A friend of mine with a smart formal rectangular pond unwittingly found a neat solution to her heron problem. She had a child-proof iron grid made up by her local blacksmith. The grid is on legs and stands submerged a few centimetres under the pond's surface. Fish can swim through and over it and dart away under it, while herons stay well away.

Compost scents

How do I make decent compost like my mother-in-law's fragrant, crumbly stuff? Mine takes for ever to rot, smells and is always rather slimy and clod-like. What am I doing wrong? Dain Keating (via email)

This is such a common problem, and the one that, sadly, puts far too many people off the whole composting business.

It sounds as though your compost is too wet - possibly there is an imbalance of ingredients, and too much kitchen waste is going into your bin.

You should aim at a roughly 50/50 dry/wet balance, particularly in winter. You could add some straw or more crumpled up paper (at last a good use for all that junk mail) to help lighten it up, and make sure your slatted bin has a cover on it.

There is a lot to learn about composting, and it helps to understand the process a little better. Did you know, for example, that there are two different ways to rot stuff down, one based on the fast build-up of heat and the other on the slower action of worms, woodlice and micro-organisms and so on? Also that autumn leaves, which contain no chlorophyll, should be rotted down entirely on their own and take much, much longer?

The HDRA garden at Ryton, near Coventry is having a demonstration day on Bank Holiday Monday, May 7, to coincide with Composting Awareness Week. In any event, a visit to the HDRA gardens at Ryton or Yalding in Kent, where the composting demonstration areas are helpful, may well change your gardening life forever, as it did mine.

Plant hunting

To all those who are emailing and writing to me asking where they can get hold of this or that plant, I cannot recommend too highly the RHS Plant Finder (the 2001 edition will be available in late May, price £12.99, also available on CD ROM). This invaluable reference book, with its unique, and initially quite mystifying, coding system soon becomes indispensable to plant lovers.

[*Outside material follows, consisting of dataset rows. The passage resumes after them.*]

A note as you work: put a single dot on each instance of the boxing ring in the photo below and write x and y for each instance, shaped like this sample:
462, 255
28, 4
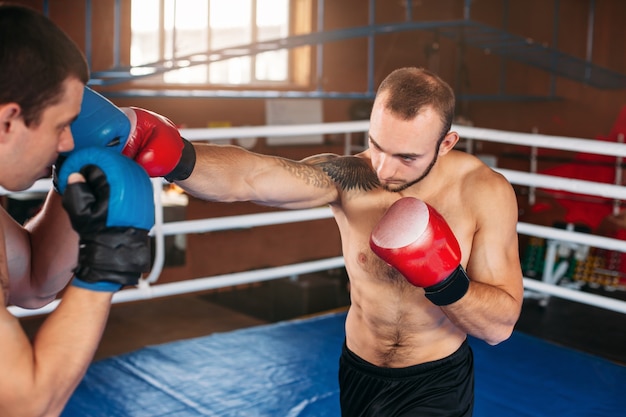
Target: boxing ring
289, 368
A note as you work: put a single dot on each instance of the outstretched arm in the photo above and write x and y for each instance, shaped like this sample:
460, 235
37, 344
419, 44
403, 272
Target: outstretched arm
230, 173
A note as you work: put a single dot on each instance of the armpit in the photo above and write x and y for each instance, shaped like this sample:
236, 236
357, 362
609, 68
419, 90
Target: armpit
348, 172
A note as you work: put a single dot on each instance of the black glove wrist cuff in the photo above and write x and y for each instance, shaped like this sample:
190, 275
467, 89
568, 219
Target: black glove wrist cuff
449, 290
186, 164
116, 255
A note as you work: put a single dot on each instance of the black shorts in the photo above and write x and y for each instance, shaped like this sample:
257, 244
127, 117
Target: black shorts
442, 388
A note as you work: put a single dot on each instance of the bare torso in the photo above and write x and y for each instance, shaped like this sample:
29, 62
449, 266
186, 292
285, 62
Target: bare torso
390, 322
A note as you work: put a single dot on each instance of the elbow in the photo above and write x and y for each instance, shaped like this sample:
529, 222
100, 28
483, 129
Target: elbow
501, 334
29, 407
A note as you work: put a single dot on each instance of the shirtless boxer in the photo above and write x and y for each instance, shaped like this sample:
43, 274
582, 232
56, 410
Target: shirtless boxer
405, 351
42, 79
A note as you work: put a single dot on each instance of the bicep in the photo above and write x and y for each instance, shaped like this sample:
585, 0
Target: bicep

As well as being able to source plants all over the country, you too will soon be discussing the merits of nurseries such as SPer and MAsh and CHad along with the best of them.

Write to Thorny Problems, Helenyemm1@aol.com or The Daily Telegraph Gardening, 1 Canada Square, London E14 5DT. Helen Yemm regrets that she can answer letters only through this column.

-- Anonymous, April 26, 2001

Answers

There is a way to stop those pesky squirrels, and I might add they are very tasty too when you know how to cook them.